Author: Bittu Sahgal
Photo: Sabr Dri.
The handsome bezoar ibex Capra aegagrus aegagrus is the wild ancestor of the domestic goat that has helped sustain pastoral communities across the globe for millennia.
Sabr Dri took this image in the autonomous Kurdistan region of northern Iraq, in the Zrara village near Barzan. It is heart-lifting to see these handsome wild goats thrive in a beautiful, self-sufficient corner of our troubled planet. But it’s a tenuous existence. Not only beause of hunting and poaching, but also from climate-change, which is melting the ice and snow upon which such life forms depend.
No. Don’t imagine this to be yet another conservation issue. You and I are just as threatened. Let me explain.
Consider Syria, once part of the Fertile Crescent of Mesopotamia (Mashriq), lying between the Tigris and Euphrates rivers. This ‘cradle of ‘civilisation’ lies wounded today, beset with violence and misery… not of its making. How? Well, agriculture was born here 12,000 years ago. Recent, successive, climate-triggered droughts caused crops to wither, livestock to die, and over a million farmers to undertake life-or-death migrations to hostile lands. The unfolding Syrian tragedy is our best-documented, modern-day, climate war.

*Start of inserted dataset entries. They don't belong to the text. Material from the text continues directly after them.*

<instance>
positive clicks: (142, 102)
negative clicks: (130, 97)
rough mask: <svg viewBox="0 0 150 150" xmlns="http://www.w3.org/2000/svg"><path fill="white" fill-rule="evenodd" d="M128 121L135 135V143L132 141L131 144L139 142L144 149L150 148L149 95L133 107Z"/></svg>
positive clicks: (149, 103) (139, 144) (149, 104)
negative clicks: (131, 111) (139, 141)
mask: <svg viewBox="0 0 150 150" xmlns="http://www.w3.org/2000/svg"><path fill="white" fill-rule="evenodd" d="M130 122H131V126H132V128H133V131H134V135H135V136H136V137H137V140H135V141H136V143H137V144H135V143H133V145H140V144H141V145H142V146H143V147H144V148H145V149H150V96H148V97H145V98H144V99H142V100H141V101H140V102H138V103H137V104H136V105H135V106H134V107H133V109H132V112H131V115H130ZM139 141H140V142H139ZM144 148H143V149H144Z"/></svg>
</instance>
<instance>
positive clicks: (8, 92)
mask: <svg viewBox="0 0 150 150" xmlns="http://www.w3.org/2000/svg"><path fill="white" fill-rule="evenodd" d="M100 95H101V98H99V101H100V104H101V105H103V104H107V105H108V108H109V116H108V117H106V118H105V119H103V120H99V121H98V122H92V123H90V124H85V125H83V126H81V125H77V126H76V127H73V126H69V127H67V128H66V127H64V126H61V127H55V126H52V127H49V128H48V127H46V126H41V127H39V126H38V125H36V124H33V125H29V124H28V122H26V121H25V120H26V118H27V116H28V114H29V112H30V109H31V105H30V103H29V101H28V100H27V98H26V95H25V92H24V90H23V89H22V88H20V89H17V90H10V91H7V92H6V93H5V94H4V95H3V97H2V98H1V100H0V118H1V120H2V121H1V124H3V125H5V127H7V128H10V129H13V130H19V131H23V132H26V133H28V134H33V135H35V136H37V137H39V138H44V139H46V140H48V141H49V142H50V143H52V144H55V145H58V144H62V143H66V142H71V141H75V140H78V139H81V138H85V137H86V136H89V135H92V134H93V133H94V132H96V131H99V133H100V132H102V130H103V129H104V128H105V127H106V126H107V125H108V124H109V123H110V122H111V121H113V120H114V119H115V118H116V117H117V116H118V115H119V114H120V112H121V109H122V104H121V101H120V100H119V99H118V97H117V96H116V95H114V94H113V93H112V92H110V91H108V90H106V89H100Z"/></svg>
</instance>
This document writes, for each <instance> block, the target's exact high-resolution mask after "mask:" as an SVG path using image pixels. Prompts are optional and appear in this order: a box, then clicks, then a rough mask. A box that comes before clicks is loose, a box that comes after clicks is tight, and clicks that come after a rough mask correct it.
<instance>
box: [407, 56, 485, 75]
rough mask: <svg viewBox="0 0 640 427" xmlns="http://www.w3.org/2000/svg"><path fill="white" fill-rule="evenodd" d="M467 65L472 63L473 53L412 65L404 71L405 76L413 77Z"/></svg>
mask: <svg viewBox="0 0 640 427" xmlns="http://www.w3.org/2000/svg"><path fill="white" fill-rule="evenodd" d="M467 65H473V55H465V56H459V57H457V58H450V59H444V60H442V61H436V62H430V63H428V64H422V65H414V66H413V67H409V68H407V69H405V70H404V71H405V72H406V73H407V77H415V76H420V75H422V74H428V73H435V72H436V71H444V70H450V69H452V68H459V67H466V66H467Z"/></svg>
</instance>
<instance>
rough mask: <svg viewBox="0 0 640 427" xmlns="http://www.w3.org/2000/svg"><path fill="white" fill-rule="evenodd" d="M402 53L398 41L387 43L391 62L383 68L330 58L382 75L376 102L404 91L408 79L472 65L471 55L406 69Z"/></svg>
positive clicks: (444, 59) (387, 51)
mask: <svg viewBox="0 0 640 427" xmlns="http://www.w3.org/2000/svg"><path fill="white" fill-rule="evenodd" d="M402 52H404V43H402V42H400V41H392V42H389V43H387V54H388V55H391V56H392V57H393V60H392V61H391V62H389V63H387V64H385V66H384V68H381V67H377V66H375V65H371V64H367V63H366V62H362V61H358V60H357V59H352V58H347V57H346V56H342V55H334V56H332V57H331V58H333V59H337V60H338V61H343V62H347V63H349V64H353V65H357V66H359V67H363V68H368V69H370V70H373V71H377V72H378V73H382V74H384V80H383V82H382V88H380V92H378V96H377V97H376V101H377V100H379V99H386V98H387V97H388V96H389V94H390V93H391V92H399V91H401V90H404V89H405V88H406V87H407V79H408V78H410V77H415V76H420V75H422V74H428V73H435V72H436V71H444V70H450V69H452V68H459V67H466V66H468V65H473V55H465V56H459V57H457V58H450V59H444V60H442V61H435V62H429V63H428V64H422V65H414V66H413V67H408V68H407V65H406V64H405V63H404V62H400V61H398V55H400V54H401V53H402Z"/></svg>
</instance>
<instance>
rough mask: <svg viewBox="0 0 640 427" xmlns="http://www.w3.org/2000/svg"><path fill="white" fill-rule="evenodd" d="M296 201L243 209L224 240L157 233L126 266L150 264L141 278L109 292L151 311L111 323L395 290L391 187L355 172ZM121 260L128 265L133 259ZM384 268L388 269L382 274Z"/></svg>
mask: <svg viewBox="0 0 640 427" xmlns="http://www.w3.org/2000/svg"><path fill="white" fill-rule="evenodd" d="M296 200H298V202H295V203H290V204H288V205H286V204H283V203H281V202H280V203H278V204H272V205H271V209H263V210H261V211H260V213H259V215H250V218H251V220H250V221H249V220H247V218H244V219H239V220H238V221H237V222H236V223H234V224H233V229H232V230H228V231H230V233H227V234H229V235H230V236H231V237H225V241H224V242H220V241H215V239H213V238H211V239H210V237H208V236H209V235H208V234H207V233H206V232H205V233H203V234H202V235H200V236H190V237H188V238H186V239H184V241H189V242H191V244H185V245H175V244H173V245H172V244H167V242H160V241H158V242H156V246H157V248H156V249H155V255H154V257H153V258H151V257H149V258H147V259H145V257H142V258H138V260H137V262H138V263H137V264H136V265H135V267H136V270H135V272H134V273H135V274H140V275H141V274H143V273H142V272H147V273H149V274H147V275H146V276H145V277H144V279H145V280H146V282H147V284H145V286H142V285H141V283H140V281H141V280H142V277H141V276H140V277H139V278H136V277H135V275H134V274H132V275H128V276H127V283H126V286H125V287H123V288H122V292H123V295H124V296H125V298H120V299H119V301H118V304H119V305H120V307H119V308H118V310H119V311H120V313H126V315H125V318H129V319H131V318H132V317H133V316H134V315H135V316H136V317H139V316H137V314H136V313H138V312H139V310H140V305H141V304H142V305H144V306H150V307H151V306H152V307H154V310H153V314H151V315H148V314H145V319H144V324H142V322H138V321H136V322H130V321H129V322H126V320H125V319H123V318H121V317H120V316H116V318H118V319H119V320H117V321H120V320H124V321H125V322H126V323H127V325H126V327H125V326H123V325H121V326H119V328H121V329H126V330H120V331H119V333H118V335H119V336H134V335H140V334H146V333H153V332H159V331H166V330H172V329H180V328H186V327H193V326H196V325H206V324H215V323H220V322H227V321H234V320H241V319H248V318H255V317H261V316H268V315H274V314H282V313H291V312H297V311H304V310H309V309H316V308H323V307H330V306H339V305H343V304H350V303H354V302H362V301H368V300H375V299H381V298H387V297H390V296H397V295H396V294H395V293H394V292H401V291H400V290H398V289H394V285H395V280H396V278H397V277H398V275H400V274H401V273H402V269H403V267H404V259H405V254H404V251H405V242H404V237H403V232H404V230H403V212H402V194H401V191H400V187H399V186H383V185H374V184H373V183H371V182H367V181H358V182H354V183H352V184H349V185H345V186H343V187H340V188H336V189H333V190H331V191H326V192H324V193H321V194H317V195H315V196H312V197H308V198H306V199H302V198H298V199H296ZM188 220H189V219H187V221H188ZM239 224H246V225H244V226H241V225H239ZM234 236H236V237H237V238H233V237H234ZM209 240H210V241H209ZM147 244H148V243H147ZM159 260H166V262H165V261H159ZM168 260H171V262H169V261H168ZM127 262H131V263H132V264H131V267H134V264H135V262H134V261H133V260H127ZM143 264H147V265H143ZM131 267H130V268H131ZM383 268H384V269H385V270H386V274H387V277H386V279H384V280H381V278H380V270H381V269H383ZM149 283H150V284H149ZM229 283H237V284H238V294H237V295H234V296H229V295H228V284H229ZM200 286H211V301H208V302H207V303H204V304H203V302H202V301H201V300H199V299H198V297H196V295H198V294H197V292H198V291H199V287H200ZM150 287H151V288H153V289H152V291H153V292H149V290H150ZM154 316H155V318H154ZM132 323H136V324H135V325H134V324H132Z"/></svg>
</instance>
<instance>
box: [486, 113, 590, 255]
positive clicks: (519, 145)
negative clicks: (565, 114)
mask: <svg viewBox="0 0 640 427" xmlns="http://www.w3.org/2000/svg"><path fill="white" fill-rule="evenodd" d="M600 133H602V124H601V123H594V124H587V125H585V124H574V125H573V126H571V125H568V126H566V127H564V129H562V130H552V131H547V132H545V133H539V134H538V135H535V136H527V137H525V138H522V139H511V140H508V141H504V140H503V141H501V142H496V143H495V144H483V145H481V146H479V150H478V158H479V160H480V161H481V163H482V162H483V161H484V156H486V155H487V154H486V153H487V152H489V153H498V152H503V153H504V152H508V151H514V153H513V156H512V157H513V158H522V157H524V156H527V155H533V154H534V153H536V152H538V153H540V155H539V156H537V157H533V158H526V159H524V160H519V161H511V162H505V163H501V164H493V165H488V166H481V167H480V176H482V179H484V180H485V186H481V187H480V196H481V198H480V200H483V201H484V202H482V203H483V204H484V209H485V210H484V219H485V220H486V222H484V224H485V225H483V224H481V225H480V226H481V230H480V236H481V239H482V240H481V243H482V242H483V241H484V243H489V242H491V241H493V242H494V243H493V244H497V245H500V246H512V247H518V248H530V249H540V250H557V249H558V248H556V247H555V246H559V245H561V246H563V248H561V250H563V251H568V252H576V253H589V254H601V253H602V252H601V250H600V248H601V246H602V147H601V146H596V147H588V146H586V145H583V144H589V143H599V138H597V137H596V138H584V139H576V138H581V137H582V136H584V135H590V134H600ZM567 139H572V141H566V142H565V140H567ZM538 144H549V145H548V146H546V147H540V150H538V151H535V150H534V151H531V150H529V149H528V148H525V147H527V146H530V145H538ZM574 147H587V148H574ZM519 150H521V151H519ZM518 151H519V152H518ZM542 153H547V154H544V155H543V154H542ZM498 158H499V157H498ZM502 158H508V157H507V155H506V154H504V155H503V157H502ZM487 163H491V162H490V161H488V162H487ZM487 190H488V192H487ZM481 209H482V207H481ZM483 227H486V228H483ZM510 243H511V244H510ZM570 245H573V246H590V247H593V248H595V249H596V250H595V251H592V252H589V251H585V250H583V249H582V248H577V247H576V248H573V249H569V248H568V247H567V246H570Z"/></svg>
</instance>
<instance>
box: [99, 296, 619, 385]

While India dreams of economic miracles, the reality is that our resources – air, water and soil, are degrading as fast as Syria’s. The inevitable resource deprivation could cause the once-tolerant attitudes of our people to degenerate into violent conflict. But how does this connect with the ibex?
These wild goats are the ‘canaries in our coal mine’. A decade ago, John Ashton, U.K. Climate Change Representative, said: “the security story will be bound together with climate change” adding, “the last time the world faced a challenge this complex was during the Cold War.” He darkly warned: “the stakes this time are even higher, because the enemy now is ourselves, the choices we make.”